今日は花火大会の日らしいのに、こんなときまで僕なんかに電話してくるとは、彼女は本当に意中の人を射止める気があるのだろうか。
「もしもし」
もはや説教した方がいいのだろうかと思い、半ば投げやりに応答ボタンを押した。
「もしもし、秋津くん?」
でも、彼女の愛らしい声を聞くと、一瞬でそんな気もそがれてしまう。
「うん。

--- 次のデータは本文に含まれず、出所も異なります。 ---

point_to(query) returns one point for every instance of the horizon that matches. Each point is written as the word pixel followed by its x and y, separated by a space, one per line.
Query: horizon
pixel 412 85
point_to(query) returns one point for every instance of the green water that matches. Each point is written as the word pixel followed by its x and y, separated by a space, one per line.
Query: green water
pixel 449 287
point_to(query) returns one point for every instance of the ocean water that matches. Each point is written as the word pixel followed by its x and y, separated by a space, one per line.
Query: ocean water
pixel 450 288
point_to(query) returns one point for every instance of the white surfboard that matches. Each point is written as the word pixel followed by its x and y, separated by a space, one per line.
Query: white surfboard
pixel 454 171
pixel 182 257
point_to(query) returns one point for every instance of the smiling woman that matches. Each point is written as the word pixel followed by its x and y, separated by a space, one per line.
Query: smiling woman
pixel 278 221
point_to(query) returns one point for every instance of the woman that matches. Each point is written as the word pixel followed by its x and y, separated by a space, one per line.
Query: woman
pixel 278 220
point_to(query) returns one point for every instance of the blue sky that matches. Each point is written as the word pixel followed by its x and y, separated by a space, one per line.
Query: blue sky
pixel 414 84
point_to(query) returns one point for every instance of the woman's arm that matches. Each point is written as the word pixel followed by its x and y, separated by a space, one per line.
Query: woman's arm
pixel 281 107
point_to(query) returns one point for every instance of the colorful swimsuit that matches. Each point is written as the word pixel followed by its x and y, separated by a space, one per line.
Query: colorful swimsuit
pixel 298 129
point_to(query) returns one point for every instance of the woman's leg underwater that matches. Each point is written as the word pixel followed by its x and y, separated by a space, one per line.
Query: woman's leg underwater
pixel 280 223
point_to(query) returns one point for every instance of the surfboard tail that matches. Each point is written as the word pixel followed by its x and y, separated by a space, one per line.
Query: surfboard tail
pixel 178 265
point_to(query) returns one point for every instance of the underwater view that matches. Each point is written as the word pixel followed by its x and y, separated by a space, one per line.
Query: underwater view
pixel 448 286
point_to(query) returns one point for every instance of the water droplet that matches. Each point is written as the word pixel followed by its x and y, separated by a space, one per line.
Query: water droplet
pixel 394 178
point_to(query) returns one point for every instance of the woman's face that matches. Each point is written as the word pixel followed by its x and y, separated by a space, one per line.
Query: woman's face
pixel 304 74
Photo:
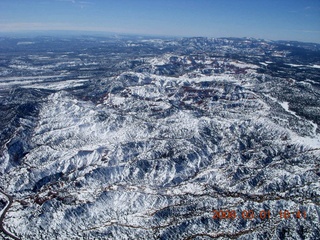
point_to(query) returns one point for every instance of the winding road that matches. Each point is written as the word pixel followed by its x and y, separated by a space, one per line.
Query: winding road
pixel 3 214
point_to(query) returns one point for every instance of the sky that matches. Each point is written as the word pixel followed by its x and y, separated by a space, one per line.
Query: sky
pixel 267 19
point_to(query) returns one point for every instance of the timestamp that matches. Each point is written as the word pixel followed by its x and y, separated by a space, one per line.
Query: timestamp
pixel 251 214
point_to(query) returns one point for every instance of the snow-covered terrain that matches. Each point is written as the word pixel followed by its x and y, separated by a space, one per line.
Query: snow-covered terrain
pixel 149 151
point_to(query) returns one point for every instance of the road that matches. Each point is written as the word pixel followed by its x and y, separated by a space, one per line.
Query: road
pixel 3 215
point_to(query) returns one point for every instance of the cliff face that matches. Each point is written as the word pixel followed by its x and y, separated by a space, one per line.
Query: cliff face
pixel 179 139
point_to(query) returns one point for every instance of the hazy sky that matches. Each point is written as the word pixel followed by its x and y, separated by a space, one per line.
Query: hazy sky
pixel 269 19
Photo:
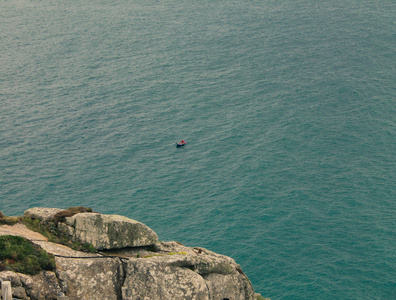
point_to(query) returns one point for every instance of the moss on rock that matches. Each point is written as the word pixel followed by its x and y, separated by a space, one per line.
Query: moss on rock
pixel 20 255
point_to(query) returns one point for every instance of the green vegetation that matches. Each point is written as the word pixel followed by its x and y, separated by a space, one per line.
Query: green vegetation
pixel 20 255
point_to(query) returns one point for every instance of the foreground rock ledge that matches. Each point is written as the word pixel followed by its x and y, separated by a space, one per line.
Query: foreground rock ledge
pixel 133 264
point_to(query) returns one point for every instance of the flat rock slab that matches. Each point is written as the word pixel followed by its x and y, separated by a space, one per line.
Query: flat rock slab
pixel 42 213
pixel 42 241
pixel 108 231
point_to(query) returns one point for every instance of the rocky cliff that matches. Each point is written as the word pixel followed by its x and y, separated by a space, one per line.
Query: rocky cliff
pixel 129 262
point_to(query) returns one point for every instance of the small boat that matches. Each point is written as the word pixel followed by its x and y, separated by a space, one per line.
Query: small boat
pixel 180 144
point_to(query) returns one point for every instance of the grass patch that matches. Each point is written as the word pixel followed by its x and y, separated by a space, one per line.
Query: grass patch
pixel 20 255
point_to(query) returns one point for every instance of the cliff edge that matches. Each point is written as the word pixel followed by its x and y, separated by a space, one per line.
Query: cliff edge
pixel 126 262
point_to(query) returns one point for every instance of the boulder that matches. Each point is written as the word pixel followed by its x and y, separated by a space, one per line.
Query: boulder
pixel 44 214
pixel 107 231
pixel 185 273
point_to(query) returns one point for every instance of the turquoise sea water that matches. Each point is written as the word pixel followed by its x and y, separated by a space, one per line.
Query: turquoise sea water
pixel 288 109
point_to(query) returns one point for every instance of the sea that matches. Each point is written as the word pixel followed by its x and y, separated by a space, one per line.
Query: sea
pixel 288 109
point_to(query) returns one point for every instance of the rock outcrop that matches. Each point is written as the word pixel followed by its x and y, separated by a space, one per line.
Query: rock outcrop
pixel 133 264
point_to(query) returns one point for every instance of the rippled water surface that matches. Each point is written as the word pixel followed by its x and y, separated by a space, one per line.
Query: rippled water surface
pixel 288 109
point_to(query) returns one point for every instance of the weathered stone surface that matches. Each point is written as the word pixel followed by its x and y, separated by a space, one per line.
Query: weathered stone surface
pixel 45 286
pixel 179 272
pixel 156 278
pixel 41 286
pixel 152 271
pixel 90 278
pixel 42 213
pixel 108 231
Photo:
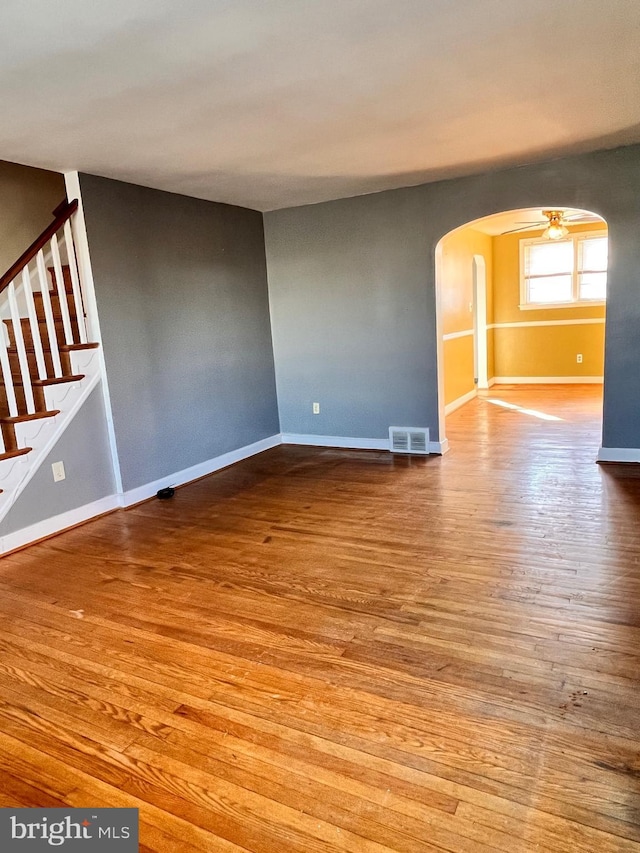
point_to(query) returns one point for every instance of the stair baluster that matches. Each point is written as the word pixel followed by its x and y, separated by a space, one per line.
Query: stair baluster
pixel 18 340
pixel 75 282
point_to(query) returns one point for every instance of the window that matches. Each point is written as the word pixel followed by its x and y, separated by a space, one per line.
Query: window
pixel 563 272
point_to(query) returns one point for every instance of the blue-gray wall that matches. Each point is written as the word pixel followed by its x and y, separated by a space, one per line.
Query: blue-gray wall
pixel 182 298
pixel 84 449
pixel 352 293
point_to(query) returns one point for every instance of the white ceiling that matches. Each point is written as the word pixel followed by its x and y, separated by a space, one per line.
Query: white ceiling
pixel 270 103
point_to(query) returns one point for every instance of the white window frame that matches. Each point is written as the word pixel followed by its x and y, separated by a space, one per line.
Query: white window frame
pixel 575 238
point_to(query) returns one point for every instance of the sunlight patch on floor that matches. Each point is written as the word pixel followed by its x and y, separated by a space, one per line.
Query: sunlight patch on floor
pixel 533 412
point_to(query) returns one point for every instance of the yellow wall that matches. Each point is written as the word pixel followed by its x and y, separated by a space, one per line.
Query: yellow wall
pixel 456 297
pixel 540 350
pixel 28 198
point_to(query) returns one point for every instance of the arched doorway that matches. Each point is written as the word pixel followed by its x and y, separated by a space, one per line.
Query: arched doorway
pixel 520 301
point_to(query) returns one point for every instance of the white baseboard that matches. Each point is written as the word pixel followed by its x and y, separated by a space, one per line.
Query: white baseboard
pixel 335 441
pixel 547 380
pixel 58 523
pixel 619 454
pixel 460 401
pixel 351 443
pixel 179 478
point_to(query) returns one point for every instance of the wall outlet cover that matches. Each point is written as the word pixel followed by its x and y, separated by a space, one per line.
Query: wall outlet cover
pixel 58 471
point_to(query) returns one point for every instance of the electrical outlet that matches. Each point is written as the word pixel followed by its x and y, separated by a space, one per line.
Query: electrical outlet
pixel 58 471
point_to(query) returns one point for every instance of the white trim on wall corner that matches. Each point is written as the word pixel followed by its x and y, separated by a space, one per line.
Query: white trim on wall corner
pixel 460 401
pixel 547 380
pixel 529 323
pixel 64 521
pixel 451 336
pixel 58 523
pixel 180 478
pixel 619 454
pixel 439 447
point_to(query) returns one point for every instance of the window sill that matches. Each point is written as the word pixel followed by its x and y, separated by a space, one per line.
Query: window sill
pixel 549 306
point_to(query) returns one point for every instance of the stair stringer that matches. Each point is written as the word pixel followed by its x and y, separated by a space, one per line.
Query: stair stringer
pixel 41 435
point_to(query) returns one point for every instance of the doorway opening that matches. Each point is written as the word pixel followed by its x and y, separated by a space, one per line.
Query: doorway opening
pixel 521 301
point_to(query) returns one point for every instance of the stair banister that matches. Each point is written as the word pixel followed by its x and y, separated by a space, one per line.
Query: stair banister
pixel 63 212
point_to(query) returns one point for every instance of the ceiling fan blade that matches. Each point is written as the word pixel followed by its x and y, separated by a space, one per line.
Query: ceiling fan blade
pixel 582 217
pixel 526 227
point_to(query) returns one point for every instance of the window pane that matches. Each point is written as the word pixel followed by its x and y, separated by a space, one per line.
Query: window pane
pixel 549 258
pixel 593 285
pixel 593 253
pixel 550 289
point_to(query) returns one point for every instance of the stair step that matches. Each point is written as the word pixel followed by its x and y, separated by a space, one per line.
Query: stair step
pixel 77 347
pixel 21 419
pixel 57 380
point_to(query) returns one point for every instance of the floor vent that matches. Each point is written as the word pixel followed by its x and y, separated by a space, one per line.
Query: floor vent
pixel 408 440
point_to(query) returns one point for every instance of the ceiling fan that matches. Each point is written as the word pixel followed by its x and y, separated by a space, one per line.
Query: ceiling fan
pixel 556 223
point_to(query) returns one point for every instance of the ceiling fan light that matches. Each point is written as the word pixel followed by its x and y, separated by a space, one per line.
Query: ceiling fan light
pixel 555 231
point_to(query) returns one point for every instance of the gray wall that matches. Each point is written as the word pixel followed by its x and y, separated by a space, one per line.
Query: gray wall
pixel 27 198
pixel 352 291
pixel 84 449
pixel 182 299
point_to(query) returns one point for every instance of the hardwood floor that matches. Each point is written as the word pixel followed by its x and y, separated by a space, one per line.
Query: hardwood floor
pixel 321 650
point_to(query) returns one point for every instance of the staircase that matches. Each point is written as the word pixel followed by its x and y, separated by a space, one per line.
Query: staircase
pixel 48 366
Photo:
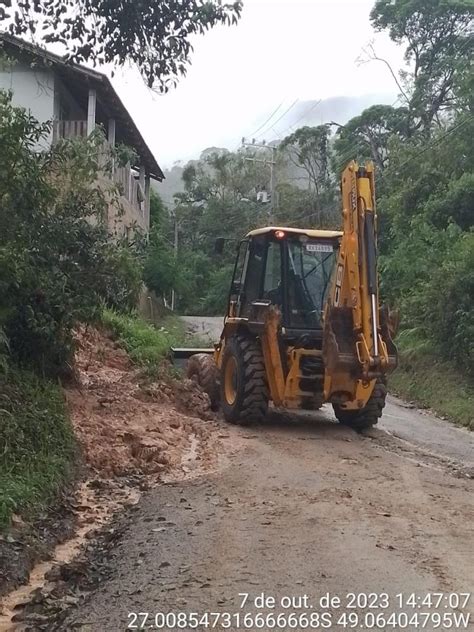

……常盤さん、この前に僕がした話、忘れてる? 変わらず結構頻繁にかけてきてくれるけど」
僕には優しく訊いてみることしかできない。
言葉を発した後、スマホの受話口の向こうで何やら物音がすることに気づいた。
「あのね」
「そっち、何か聞こえない?」
彼女が喋りかけているのに、僕の声を被せてしまった。ごめん。
「あ、花火の音かな」
なるほど。
「そっちだとそんなに聞こえるんだ」
「うん。ここからでも見えるよ。独りぼっちだけど、はは」
常盤さんが淋しそうに笑っている。
「こういうときこそ、その好きな人とやらを誘うべきなんじゃないの」
常盤さんにこんな思いをさせるなんて金髪野郎は何をしているんだ、と僕は怒りを覚えながら、できるだけそれを表に出さないように努めた。